On 29/03/16 13:53, Adrian Gschwend wrote:
Hi group,
I try to convert a 800MB JSON-LD file to something more readable (NT or
Turtle) using riot. Unfortunately I run into memory issues:
Exception in thread "main" java.lang.OutOfMemoryError: GC overhead limit
exceeded
I tried -Xmx up to 16GB but no luck so far. According to the
documentation riot should try streaming if possible, is that not
available for JSON-LD or am I missing something else?
regards
Adrian
Jena uses jsonld-java [1] for JSON-LD. jsonld-java uses Jackosn which
reads the entire file before letting the client operate on the file.
The actual JSON to RDF step is streaming.

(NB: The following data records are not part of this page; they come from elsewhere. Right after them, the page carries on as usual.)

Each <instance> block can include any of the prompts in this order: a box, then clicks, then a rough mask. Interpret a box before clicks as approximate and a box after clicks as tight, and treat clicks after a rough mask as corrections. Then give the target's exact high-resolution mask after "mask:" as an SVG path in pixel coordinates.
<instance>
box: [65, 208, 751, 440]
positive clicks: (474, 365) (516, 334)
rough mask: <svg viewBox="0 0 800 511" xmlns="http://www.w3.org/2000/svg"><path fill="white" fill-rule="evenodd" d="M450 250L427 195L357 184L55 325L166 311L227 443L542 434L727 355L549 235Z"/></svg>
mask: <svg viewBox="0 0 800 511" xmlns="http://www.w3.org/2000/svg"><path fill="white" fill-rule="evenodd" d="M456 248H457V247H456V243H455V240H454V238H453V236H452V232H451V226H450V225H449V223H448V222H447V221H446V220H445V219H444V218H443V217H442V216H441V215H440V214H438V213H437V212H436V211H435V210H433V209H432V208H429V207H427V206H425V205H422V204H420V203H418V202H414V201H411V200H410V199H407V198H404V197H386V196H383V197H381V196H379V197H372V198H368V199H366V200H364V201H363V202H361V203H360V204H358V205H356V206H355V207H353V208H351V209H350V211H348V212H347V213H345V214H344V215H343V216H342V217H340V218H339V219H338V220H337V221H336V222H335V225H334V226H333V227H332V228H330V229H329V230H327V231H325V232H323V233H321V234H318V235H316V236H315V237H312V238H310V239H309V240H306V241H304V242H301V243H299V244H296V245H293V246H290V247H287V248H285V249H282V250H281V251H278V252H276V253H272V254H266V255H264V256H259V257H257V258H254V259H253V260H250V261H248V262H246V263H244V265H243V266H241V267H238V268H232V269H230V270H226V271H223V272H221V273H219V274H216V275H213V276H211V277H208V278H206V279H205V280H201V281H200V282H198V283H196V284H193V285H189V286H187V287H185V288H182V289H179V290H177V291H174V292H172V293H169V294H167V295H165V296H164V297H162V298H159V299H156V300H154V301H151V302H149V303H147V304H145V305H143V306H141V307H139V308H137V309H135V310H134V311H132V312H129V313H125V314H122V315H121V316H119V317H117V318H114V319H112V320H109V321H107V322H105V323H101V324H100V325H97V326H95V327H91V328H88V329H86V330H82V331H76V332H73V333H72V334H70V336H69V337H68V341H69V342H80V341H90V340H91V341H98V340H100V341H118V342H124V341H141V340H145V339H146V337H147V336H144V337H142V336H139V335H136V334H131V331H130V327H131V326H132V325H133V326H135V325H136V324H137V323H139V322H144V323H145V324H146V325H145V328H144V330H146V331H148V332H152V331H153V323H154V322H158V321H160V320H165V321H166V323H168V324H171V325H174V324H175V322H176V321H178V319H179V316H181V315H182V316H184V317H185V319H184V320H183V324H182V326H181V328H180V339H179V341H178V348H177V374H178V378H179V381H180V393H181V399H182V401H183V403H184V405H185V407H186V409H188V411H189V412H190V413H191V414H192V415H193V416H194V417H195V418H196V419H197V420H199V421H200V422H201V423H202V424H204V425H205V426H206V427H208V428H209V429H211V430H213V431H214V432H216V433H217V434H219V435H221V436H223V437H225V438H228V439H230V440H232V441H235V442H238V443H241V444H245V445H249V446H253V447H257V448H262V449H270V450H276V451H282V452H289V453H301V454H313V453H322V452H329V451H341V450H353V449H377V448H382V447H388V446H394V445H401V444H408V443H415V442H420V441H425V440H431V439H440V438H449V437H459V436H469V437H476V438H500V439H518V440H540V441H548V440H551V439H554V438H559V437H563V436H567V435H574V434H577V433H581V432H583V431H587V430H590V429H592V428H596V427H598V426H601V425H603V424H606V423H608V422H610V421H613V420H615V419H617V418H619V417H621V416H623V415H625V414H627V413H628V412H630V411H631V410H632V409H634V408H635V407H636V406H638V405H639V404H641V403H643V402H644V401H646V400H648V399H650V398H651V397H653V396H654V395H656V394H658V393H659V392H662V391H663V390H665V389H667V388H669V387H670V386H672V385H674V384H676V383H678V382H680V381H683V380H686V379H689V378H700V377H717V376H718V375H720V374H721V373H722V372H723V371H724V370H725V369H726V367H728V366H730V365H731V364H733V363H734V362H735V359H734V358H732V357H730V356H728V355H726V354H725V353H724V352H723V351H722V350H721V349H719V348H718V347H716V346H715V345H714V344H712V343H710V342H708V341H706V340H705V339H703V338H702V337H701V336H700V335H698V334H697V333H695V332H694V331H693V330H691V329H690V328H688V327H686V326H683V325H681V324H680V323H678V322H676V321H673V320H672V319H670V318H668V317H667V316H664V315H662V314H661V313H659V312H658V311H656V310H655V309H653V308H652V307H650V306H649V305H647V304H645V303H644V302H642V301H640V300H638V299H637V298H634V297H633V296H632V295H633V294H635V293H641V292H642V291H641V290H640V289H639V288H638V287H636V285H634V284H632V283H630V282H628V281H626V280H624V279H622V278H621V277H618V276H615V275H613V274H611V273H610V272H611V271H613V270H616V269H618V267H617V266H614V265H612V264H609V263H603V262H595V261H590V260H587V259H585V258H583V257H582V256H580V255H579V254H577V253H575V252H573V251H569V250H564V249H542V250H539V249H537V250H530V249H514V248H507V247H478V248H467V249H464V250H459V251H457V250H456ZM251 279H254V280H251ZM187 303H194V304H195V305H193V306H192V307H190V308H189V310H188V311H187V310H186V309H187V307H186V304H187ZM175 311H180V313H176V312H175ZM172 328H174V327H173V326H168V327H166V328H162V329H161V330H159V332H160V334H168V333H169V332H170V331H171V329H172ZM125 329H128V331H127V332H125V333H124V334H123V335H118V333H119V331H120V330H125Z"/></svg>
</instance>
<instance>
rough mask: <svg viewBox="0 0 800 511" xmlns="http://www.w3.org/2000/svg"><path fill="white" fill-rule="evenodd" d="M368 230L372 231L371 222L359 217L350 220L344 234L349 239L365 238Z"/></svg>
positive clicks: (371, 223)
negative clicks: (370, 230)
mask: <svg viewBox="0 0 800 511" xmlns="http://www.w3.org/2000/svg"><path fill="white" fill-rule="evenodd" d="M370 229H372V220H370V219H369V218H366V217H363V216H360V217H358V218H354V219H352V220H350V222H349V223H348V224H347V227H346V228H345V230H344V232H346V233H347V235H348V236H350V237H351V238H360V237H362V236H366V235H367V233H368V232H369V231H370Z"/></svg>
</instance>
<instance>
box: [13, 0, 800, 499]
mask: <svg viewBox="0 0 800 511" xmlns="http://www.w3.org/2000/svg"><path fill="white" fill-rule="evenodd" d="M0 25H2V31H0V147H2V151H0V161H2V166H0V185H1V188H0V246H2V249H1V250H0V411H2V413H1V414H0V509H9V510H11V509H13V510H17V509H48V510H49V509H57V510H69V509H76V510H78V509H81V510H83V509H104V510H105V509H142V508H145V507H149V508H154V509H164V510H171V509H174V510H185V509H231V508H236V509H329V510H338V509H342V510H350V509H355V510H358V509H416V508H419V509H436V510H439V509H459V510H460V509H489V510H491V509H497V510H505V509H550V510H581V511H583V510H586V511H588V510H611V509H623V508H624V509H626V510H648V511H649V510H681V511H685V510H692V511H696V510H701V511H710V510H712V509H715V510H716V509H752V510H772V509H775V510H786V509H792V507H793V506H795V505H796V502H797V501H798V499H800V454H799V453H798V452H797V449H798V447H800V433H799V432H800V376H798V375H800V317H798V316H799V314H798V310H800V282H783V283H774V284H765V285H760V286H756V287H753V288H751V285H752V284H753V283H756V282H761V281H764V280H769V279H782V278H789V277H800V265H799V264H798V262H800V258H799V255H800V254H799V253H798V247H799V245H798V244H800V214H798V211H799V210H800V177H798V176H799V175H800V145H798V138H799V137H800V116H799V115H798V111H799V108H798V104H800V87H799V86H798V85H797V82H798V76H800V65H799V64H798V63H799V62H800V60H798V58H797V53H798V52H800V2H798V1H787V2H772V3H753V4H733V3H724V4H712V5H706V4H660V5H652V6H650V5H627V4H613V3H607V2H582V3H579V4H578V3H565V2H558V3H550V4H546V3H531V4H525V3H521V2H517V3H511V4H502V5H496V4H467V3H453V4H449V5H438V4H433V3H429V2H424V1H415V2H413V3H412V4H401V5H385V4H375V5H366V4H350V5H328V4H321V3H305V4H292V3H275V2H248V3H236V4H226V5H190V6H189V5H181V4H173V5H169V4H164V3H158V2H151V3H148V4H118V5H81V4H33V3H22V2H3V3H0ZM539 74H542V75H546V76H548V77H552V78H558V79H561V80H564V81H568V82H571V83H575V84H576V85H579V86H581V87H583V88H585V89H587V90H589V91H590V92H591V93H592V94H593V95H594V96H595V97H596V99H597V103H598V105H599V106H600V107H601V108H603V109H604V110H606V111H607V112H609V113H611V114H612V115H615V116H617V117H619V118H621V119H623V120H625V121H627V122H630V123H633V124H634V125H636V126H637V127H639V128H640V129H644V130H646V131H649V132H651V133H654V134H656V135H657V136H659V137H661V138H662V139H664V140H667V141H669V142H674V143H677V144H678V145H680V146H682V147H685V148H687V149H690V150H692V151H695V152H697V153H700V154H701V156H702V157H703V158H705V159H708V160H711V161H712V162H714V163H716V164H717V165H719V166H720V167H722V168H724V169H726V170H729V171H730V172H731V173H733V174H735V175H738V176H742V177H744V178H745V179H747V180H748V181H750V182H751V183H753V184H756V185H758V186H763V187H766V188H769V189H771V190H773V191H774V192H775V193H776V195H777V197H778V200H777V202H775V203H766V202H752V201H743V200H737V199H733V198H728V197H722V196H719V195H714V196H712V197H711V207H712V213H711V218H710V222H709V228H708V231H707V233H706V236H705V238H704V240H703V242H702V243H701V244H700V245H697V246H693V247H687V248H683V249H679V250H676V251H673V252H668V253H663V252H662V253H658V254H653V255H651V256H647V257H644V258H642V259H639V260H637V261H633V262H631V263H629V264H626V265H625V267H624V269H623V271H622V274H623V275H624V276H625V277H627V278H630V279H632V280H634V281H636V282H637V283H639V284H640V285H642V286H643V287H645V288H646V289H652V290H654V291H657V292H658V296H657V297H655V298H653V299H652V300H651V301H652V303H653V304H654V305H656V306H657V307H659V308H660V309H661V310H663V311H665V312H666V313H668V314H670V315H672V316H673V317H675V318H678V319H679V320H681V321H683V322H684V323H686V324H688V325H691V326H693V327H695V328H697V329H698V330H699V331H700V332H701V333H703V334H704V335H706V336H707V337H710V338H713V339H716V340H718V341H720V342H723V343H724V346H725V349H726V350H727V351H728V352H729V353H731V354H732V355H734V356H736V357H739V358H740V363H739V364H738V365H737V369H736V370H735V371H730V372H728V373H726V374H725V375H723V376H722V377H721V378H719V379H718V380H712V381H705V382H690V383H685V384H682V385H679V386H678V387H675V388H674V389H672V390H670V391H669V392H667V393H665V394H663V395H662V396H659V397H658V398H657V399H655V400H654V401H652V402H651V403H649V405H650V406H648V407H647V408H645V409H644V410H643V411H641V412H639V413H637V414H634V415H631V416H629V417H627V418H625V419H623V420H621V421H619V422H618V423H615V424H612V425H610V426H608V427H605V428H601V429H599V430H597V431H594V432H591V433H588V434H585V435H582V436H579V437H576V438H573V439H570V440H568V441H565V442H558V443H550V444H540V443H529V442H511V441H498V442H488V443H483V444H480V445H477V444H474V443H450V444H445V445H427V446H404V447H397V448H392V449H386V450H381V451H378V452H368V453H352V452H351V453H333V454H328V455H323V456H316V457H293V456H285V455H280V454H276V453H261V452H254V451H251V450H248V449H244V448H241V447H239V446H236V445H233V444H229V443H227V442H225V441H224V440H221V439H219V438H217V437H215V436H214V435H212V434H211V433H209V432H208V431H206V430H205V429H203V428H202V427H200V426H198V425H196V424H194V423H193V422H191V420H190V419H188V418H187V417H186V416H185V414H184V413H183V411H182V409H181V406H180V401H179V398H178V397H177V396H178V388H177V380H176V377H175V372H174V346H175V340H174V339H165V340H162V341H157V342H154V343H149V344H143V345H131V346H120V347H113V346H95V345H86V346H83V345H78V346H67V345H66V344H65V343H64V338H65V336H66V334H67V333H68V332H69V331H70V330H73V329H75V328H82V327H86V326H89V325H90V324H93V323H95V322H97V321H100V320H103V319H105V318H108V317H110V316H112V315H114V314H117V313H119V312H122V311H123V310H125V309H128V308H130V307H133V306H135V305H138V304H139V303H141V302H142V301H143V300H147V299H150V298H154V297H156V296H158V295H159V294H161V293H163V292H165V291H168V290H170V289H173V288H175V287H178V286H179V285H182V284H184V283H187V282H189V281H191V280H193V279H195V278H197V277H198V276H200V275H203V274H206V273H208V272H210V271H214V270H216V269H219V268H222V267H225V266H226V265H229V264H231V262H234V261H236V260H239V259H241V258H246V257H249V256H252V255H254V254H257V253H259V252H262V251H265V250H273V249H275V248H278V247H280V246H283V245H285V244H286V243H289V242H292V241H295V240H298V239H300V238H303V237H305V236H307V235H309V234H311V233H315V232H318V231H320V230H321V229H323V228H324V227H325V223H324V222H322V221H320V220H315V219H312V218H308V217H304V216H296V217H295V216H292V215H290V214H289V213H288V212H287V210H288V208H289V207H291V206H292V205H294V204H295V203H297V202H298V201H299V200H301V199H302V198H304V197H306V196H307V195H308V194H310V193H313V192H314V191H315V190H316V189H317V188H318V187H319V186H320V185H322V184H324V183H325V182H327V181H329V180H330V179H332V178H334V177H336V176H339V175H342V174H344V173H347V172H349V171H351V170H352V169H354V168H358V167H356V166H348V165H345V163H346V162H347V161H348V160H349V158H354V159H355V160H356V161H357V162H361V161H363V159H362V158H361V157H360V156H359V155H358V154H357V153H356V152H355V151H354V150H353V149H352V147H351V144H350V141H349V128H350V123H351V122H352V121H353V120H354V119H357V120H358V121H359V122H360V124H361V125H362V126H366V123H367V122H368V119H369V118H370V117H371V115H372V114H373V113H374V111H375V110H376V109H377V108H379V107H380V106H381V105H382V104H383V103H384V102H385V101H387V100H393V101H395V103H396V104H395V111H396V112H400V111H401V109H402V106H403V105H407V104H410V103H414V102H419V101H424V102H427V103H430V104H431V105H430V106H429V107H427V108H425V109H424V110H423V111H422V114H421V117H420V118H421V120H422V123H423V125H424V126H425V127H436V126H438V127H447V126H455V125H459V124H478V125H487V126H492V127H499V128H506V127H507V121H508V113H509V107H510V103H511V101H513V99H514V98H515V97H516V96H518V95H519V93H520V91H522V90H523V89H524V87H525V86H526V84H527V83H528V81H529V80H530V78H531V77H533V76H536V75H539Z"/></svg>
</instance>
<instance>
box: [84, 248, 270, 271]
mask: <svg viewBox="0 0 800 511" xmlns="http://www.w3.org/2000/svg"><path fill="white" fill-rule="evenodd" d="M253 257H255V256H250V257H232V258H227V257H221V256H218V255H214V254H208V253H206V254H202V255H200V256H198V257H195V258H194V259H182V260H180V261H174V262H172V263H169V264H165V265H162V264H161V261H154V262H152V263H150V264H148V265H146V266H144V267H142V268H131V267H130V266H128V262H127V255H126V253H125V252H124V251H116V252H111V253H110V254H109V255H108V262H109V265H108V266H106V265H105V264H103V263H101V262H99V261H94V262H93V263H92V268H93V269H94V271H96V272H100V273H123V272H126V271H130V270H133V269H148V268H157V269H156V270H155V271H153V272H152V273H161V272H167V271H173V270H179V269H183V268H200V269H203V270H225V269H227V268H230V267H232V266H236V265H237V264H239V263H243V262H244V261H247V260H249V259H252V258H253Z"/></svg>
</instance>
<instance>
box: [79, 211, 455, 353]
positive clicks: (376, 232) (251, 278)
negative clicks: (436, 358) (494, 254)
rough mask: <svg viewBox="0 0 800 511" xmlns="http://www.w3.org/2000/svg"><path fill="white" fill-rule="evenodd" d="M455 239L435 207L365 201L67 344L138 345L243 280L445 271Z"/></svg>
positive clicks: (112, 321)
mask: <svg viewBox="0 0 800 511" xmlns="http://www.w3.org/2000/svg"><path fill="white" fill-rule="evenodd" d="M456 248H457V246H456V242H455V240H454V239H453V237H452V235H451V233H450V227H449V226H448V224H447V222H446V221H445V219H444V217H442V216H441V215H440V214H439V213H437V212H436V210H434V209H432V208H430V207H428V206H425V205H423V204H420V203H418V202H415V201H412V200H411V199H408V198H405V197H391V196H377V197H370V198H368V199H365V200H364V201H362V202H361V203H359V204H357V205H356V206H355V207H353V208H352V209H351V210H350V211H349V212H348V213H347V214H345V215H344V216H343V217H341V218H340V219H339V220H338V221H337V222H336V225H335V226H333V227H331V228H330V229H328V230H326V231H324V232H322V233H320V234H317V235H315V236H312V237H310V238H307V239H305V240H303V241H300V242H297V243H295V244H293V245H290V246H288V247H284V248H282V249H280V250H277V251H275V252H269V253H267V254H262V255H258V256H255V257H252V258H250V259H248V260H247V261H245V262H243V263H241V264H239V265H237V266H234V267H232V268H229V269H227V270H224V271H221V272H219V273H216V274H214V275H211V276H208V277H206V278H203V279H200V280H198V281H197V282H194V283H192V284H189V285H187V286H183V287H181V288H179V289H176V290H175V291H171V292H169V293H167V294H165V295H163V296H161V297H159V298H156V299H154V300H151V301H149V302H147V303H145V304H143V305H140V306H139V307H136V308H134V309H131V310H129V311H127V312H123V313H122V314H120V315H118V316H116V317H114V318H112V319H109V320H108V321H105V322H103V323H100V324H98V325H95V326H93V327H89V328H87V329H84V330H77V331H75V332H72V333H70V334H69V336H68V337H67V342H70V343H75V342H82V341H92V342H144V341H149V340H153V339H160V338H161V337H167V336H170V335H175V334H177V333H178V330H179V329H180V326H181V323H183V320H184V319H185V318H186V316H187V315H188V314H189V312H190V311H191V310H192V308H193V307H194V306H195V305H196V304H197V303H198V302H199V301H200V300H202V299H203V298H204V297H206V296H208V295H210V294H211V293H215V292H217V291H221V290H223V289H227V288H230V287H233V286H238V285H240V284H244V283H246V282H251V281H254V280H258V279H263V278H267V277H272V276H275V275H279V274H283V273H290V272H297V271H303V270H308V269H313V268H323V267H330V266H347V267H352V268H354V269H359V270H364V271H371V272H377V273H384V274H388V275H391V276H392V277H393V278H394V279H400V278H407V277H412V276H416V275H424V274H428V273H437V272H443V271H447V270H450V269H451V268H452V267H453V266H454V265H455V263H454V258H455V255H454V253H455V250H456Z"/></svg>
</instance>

So JSON-LD does not stream end-to-end.
(if the JSON-LD is arranged carefully, @context before data, a streaming
parsers is theoretically possible. Jena does this for SPARQL results in
JSON - if the headers are seem before the results, it streams else it
has to buffer).
At 800Mb I would have expected a large enough heap to work for N-triples
output. Is the file available online anywhere?
Andy
(and is the JSON-LD one big object? It is not really JSON sweet spot
for large objects)
[1] https://github.com/jsonld-java/jsonld-java